Your implementation is interesting, but a little inefficient. Compare:
substring(s,n) = join([s[c] for (i,c) in enumerate(eachindex(s)) if i ∈ n])
substring(str, start, stop) = str[nextind(str, 0, start):nextind(str, 0, stop)]
Just thought a substring function would be useful out of the box, with documentation about how it differs from the string[start:stop] form in terms of unicode and performance.
Slicing a[m:n]always makes a copy in Julia (at least, with the built-in types), whether for arrays or strings. If you want to use a view (i.e. create a SubString object), the easiest way is to use @views on a block of code, e.g.
The real question is, where are you getting these character indices that you want to pass to your substring function? Usually you get indices to a substring from some previous iteration over the string, either from your own loop or from something like a findnext call, and these give you codeunit indices that you can pass to s[m:n] directly.
If you are counting codepoints as “characters”, e.g. you want the “first 3 characters” in a string, then the odds are high that you are making a mistake. For example, "ü" is two codepoints (length("ü") == 2) because it is u followed by a combining characterU+0308. See also this explanation: Myth: Counting coded characters or code points is important.
Because of Unicode’s complexity, wanting a substring from the m-th codepoint (“character”) to the n-th codepoint, as opposed to between two string indices (= code units), is actually an extremely uncommon operation (in non-buggy code). This is why it’s not built-in.
It’s fun to write macros like this, but I would add a warning that probably 99% of the time people do character indexing they are making a mistake in their Unicode handling.
The solution in my blog does this. What @stevengj says, if I understand him correctly, is that doing character indexing is not a safe practice in general.
All of these arguments about byte indexing apply equally to first, last, and chop, which are part of the standard library and index on unicode codepoints.
From the julia source:
first(s::AbstractString, n::Integer) = @inbounds s[1:min(end, nextind(s, 0, n))]
last(s::AbstractString, n::Integer) = @inbounds s[max(1, prevind(s, ncodeunits(s)+1, n)):end]
function chop(s::AbstractString; head::Integer = 0, tail::Integer = 1)
if isempty(s)
return SubString(s)
end
SubString(s, nextind(s, firstindex(s), head), prevind(s, lastindex(s), tail))
end
Guess I’ll just have to start my own util package like you do in Java
first and last are defined for any iterator. Since string iteration is over codepoints, they have to be consistent, but I agree that they need to be used with care.

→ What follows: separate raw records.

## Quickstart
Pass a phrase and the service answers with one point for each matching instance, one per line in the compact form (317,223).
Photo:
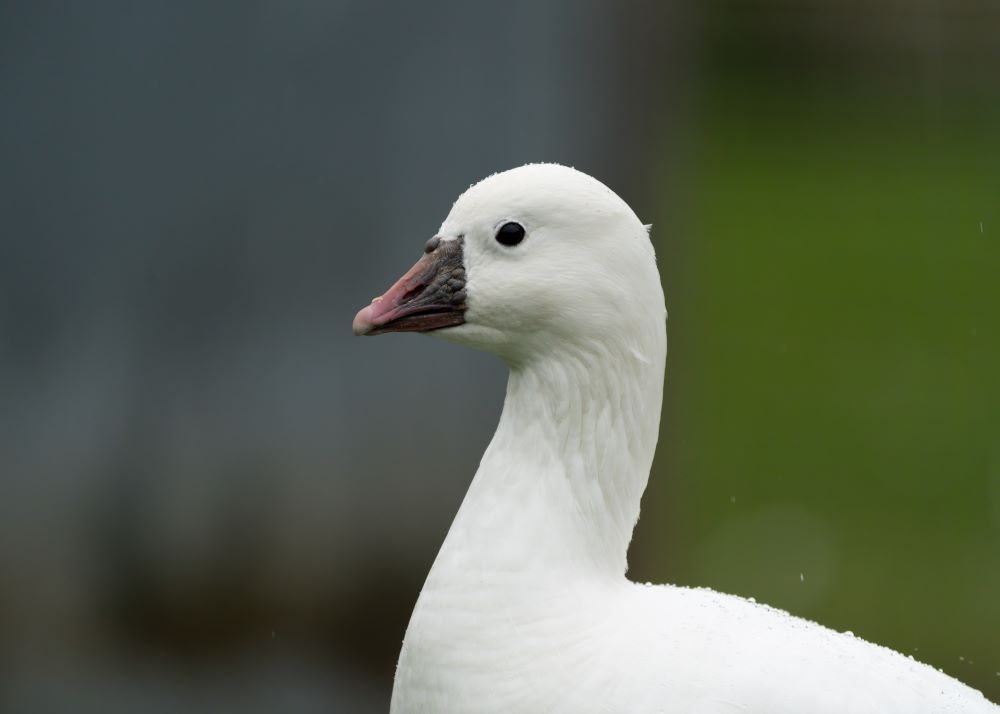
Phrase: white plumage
(527,608)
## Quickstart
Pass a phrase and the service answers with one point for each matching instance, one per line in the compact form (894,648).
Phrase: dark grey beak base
(430,296)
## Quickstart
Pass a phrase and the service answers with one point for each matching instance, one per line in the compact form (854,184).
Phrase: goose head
(529,260)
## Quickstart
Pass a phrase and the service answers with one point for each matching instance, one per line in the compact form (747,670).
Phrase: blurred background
(214,498)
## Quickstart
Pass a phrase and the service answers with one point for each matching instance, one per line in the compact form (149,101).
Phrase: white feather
(527,608)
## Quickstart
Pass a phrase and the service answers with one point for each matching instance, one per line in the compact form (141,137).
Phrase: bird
(527,607)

As for chop, as far as I can tell it’s used to chop off a known suffix (usually an ASCII suffix so there are no issues with Unicode normalization), like a file extension, which is safe enough. (However, in starting in Julia 1.8 it will often be better to use the new chopprefix and chopsuffix functions, which only remove the prefix/suffix if it is present and which may be more efficient because they can avoid decoding the UTF-8.)